Figure 8. The final result of the reconstruction one month
after the surgery.
Figure 8. The final result of the reconstruction one month after the surgery.

Discussion

Thoracic wall tumors represent a complex clinical problem. In most cases, the treatment of operable tumors should be primarily surgical. Wide surgical resection with sufficient margins of tumor resection gives the greatest chance of recovery or long-term survival [1,3]. Chest wall resection involves disrupting a number of heterogeneous tissue layers. The ribs, intercostal muscles, sternum, scapula and numerous soft tissues may be all removed.
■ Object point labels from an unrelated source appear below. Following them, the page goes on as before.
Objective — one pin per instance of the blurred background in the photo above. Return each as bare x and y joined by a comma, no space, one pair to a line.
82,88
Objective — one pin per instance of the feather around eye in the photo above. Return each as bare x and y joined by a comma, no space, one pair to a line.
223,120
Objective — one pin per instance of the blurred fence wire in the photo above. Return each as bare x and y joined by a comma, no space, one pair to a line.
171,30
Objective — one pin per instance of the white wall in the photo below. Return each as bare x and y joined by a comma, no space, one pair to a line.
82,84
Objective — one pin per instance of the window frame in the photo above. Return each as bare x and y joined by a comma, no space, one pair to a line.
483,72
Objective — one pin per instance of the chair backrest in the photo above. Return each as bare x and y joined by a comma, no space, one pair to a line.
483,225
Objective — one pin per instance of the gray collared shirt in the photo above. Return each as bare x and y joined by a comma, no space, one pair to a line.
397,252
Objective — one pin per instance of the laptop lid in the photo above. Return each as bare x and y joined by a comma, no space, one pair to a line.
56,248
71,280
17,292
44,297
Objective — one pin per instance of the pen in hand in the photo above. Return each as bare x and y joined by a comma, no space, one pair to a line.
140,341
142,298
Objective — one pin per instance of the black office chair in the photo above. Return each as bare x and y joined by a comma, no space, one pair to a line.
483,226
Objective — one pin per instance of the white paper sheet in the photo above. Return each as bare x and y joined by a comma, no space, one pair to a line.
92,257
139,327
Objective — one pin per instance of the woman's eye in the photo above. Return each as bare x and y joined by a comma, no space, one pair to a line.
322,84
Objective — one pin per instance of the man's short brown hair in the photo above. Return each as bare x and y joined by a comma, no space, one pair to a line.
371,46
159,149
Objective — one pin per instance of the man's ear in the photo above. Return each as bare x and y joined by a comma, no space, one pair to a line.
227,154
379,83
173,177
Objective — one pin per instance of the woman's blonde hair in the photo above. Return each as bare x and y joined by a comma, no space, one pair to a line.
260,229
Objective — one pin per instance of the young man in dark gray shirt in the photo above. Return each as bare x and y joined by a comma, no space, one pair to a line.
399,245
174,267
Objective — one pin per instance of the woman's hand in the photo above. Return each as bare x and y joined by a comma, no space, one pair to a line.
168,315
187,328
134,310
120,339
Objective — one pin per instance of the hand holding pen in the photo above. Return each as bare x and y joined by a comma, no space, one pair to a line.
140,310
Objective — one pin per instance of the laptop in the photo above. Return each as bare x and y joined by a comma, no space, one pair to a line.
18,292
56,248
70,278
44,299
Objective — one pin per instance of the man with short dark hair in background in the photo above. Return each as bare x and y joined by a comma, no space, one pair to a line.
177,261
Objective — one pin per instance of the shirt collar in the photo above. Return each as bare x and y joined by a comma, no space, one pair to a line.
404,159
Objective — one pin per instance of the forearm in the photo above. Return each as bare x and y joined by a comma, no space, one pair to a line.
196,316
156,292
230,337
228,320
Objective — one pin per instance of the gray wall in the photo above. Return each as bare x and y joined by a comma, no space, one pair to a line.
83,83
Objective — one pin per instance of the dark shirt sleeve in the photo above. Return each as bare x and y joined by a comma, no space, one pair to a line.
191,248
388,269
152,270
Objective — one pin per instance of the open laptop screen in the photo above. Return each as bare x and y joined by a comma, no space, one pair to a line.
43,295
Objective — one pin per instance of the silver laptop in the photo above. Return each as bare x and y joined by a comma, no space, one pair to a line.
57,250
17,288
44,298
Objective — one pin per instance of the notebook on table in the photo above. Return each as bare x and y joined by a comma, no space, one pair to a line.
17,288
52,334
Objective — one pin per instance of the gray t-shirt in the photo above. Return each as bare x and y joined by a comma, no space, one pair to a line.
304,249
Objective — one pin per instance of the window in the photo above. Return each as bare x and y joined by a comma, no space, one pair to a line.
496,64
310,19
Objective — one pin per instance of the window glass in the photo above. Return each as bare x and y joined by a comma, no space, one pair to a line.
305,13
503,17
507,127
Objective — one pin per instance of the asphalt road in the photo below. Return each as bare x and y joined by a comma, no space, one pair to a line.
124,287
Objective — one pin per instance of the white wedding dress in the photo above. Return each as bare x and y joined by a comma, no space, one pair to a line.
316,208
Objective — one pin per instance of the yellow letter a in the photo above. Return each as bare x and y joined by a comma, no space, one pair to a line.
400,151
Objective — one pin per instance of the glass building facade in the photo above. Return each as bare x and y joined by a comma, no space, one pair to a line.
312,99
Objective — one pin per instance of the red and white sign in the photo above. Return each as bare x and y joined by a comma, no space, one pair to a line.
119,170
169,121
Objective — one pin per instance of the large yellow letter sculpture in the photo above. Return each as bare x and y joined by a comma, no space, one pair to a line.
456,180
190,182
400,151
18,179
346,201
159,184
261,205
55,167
Such intervention often leaves a widespread defect revealing vital organs and could significantly reduce their function. The aim of the surgical procedure is therefore the reconstruction of both protective and functional properties of the thoracic wall. This involves maintaining negative intrathoracic pressure, elimination of paradoxical rib motion and rigid protection of vital organs [4,5].

The literature on chest wall resections is relatively extensive, but inconsistent. The optimal procedure is often based on the individual experience of the workplace, which is often limited due to the relatively rare indication for a resection procedure. The risks associated with large-scale surgeries are strongly dependent on the individual experience of the operating surgeon and the quality of subsequent postoperative care as well as availability of material and equipment [1].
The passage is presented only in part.